December 23, 2024
MIT Researchers Teach Robots to Think Before They Act Through New Simulation Method
Researchers at MIT's Computer Science and Artificial Intelligence Laboratory (CSAIL) have developed an innovative method to enable robots to safely tackle open-ended tasks. Named "Planning for Robots via Code for Continuous Constraint Satisfaction" (PRoC3S), this approach combines large language models (LLMs) with simulations to help robots understand their limitations and effectively carry out complex chores.
The challenge arises when robots are asked to perform tasks without considering their physical constraints, such as reachability and obstacles. While LLMs can generate plans based on textual data, they often miss the contextual awareness needed for safe execution. This gap can lead to unrealistic plans that may require human intervention to rectify.
To overcome this issue, the CSAIL team created PRoC3S, which integrates vision models to simulate the robot's environment. This allows the robot to account for its physical limitations and test its strategies in a virtual setting. The process involves iterative trial and error: the robot formulates a plan, tests it in simulation, and refines it until a safe and feasible sequence of actions is achieved.

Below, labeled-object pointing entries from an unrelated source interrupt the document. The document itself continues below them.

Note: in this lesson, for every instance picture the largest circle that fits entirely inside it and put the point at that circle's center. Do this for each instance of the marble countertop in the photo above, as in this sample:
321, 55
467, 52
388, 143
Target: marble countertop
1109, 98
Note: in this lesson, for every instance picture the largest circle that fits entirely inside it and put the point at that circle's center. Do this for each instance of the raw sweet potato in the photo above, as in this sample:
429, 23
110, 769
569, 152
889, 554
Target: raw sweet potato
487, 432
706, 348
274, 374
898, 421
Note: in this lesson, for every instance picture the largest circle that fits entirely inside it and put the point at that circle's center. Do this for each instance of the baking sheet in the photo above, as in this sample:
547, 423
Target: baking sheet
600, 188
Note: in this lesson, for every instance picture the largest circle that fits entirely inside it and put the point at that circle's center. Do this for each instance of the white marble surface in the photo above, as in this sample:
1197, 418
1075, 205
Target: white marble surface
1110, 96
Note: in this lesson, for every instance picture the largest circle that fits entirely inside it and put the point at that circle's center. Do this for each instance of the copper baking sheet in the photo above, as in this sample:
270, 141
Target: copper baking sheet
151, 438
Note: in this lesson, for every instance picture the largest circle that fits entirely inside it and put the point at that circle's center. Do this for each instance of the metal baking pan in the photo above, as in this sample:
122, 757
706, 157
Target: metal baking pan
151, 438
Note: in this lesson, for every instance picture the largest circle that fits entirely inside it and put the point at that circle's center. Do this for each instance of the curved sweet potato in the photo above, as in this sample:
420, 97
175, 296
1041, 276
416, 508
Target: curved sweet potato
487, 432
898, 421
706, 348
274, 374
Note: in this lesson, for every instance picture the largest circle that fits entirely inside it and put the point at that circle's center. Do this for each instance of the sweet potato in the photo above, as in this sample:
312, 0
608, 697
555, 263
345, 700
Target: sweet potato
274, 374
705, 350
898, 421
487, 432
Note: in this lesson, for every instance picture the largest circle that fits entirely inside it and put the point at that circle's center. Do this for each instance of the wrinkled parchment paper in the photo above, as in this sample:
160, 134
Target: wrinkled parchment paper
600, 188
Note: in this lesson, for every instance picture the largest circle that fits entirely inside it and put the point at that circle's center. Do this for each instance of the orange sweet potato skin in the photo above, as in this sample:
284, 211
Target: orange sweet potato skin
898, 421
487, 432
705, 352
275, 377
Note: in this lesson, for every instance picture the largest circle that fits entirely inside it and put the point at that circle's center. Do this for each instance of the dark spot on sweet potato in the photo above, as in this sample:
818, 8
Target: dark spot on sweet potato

PRoC3S begins with an LLM pre-trained on internet text to draft initial plans. Before executing a task, researchers provide the model with a sample task that includes a description, a long-horizon plan, and environmental constraints. For instance, to teach a robot how to draw a star, it first learns by drawing simpler shapes like squares.
The real breakthrough comes during the simulation phase. The robot tests its plan digitally, ensuring each step adheres to all constraints. If a plan fails, the LLM generates a new one until success is reached. This method guarantees that robots can perform tasks safely in real-world scenarios.

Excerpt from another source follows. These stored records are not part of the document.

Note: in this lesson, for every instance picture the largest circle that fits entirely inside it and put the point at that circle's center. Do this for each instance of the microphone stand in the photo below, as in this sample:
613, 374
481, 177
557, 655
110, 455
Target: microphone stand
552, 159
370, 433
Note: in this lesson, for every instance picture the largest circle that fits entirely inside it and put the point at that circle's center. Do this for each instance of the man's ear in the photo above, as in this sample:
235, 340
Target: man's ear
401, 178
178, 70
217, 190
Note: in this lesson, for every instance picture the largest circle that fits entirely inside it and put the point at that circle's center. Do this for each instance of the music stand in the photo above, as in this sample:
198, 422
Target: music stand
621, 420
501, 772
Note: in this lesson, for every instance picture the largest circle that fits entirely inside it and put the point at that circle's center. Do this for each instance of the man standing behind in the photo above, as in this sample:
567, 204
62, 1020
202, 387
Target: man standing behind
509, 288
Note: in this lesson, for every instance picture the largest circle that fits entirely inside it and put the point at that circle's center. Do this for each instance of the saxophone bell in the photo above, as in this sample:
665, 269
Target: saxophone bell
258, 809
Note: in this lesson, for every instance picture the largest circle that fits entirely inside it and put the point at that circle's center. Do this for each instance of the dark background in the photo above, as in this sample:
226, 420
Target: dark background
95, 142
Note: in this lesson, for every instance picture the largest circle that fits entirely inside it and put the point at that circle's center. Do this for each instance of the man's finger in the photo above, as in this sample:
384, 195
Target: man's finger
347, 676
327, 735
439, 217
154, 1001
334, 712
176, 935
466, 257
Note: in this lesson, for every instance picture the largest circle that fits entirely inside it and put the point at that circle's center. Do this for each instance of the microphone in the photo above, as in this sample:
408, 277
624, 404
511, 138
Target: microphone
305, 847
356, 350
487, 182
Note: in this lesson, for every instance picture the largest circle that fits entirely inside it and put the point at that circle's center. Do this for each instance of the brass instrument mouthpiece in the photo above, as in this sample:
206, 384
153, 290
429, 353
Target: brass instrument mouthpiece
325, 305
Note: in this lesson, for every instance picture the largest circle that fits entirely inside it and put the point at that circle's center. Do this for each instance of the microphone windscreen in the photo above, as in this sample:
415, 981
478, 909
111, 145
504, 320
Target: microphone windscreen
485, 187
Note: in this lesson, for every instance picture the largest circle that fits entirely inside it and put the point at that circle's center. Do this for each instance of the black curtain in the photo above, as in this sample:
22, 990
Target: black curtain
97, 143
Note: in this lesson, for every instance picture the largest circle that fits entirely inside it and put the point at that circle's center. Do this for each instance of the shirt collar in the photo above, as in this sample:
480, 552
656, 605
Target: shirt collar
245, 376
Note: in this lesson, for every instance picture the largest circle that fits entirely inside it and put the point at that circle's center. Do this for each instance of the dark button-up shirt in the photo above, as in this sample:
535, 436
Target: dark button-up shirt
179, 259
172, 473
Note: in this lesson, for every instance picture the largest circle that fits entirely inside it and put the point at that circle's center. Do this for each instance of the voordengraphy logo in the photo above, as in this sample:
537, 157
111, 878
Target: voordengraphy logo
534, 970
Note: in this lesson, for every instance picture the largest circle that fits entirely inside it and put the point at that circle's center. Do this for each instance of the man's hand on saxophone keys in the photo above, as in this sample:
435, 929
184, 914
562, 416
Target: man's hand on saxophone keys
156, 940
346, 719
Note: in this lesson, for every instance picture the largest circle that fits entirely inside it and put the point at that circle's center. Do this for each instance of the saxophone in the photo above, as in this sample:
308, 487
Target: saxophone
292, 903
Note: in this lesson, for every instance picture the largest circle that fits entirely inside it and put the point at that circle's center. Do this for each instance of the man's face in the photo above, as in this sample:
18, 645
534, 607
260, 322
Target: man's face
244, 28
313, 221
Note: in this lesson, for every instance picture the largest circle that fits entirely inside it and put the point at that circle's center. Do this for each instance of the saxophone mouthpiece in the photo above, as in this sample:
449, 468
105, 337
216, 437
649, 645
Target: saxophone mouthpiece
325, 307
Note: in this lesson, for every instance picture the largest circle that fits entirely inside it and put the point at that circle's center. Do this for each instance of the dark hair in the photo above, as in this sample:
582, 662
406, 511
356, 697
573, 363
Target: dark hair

In simulations, PRoC3S has shown remarkable results, achieving an 80% success rate in drawing stars and letters, stacking digital blocks accurately, and placing items like fruits on plates. The method consistently outperformed similar approaches such as "LLM3" and "Code as Policies."
The researchers then applied PRoC3S in real-world settings. A robotic arm successfully arranged blocks in straight lines, sorted colored blocks into bowls, and positioned objects at the center of a table. These accomplishments demonstrate PRoC3S's potential for enabling robots to perform complex tasks in dynamic environments like homes.
“LLMs alone or traditional robotics systems cannot handle these tasks independently,” said Nishanth Kumar, a PhD student and co-lead author of the study. “However, their synergy makes it possible to solve open-ended problems.”
He emphasized how vision models create realistic digital environments that allow robots to reason about feasible actions throughout long-horizon plans.

Looking ahead, the CSAIL team aims to enhance PRoC3S by integrating advanced physics simulators and scalable data-search techniques. They also plan to extend its application to mobile robots like quadrupeds for tasks such as walking and environmental scanning. The ultimate goal is to develop home robots capable of reliably handling general requests like "bring me some chips" by testing action plans in simulated settings.
Eric Rosen from The AI Institute praised the approach for its potential to improve robotic safety and reliability.
“PRoC3S addresses the challenges of using foundation models by combining high-level task guidance with AI techniques that ensure safe actions,”
he noted.
Supported by organizations like the National Science Foundation and the Air Force Office of Scientific Research, PRoC3S represents a significant advancement in robotics. By merging high-level reasoning from LLMs with detailed simulations, MIT researchers are paving the way for robots that can safely and effectively perform complex tasks in various environments.